Nun, als Entlassungsdiagnose bekam ich nach 7 Wochen Aufenthalt: Kombinierte Persönlichkeitsstörung mit Anteilen von Borderline, Narzissmus und Selbstunsicherheit (wobei ich Letzteres bezweifle, da es sich mit Boderline und Narzissmus so gar nicht bedingt), eine mittelgradige Depressive Episode und Burnout. Allerdings hege ich dieses Mal selbst Zweifel an dieser diagnostischen Einschätzung, da es für mich keine eindeutigen Schnittpunkte gab, die diese Diagnose rechtfertigen. Also riet man mir in der Klinik dazu, ich solle weiterhin ambulant zur Therapie gehen, da könne ja nochmal geschaut werden, ob man tatsächlich die Diagnose noch einmal verfeinern muss. Oder wie es nenne: zurück auf Anfang!

Aber ich will hier nicht alles schlecht reden, was mir auf dieser Reise passiert ist. Immerhin habe ich es per Gutachten erreicht, dass ich völlig frei bin und nochmal etwas neues als Beruf lernen darf, weil für meinen alten mehrere Ärzte bestätigt haben, dass ich ihn nicht mehr ausführen darf. Und ich mich nun per Gutachten weiter regenerieren darf, mittels einer Reha, bevor ich überhaupt wieder richtig arbeiten darf. Dafür war dieser lange Weg sehr gut und sinnvoll.

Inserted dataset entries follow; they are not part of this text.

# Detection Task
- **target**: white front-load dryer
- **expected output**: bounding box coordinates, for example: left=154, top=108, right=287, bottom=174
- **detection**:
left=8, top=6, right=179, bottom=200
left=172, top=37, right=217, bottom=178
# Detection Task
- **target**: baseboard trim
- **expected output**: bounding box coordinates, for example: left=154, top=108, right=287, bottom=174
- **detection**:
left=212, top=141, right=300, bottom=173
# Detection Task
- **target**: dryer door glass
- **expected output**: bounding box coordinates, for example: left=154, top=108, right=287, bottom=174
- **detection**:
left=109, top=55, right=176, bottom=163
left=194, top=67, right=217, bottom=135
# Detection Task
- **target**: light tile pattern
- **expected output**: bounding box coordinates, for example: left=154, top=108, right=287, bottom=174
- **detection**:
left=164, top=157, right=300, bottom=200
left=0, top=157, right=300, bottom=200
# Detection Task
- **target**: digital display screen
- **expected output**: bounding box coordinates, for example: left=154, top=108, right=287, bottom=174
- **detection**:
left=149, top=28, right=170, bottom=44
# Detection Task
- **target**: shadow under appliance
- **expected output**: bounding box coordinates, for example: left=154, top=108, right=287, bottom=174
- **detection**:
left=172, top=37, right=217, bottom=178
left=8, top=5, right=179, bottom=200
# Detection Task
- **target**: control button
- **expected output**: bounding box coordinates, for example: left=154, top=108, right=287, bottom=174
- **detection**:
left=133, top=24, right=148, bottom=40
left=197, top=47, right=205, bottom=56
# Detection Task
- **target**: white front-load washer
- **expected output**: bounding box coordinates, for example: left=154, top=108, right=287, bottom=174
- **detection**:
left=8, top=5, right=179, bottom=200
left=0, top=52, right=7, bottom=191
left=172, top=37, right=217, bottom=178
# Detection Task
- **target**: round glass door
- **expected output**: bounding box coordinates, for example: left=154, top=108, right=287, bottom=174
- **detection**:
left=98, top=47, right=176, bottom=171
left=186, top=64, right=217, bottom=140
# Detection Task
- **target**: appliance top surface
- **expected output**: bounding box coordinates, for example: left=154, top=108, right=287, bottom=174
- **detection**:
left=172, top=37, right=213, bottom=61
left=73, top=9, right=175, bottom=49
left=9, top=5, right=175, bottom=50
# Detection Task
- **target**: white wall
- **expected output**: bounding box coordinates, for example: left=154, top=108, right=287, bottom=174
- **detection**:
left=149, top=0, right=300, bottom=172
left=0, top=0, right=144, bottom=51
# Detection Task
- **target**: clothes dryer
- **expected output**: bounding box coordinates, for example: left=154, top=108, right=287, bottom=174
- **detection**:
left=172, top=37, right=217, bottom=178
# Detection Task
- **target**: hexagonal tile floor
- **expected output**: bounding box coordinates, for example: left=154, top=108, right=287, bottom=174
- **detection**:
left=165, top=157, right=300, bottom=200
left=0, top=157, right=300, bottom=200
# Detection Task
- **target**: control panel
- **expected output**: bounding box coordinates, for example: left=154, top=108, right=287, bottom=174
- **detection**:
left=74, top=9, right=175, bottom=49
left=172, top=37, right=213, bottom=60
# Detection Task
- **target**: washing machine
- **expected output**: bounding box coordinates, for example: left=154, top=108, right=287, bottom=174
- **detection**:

Und warum berichte ich so offen über diese Episode in meinem Leben? Weil ich möchte, dass eben psychisch erkrankte Menschen aus der Dunkelheit heraustreten und genauso ins Licht gehen sollten, wie gesunde Menschen. Wir sind nicht per se schlechter, nur weil man unsere Leiden nicht sieht und diese manchmal eben nur schwer zu verstehen sind. Wir sind wertvoll und genau richtig so, so wie wir nun mal sind!

Und nun möchte ich mich bei Euch bedanken, für Eure geschätzte Aufmerksamkeit, wenn Ihr es bis hier hin geschafft habt. Vielen lieben Dank, dass Du Dir die Zeit genommen hast!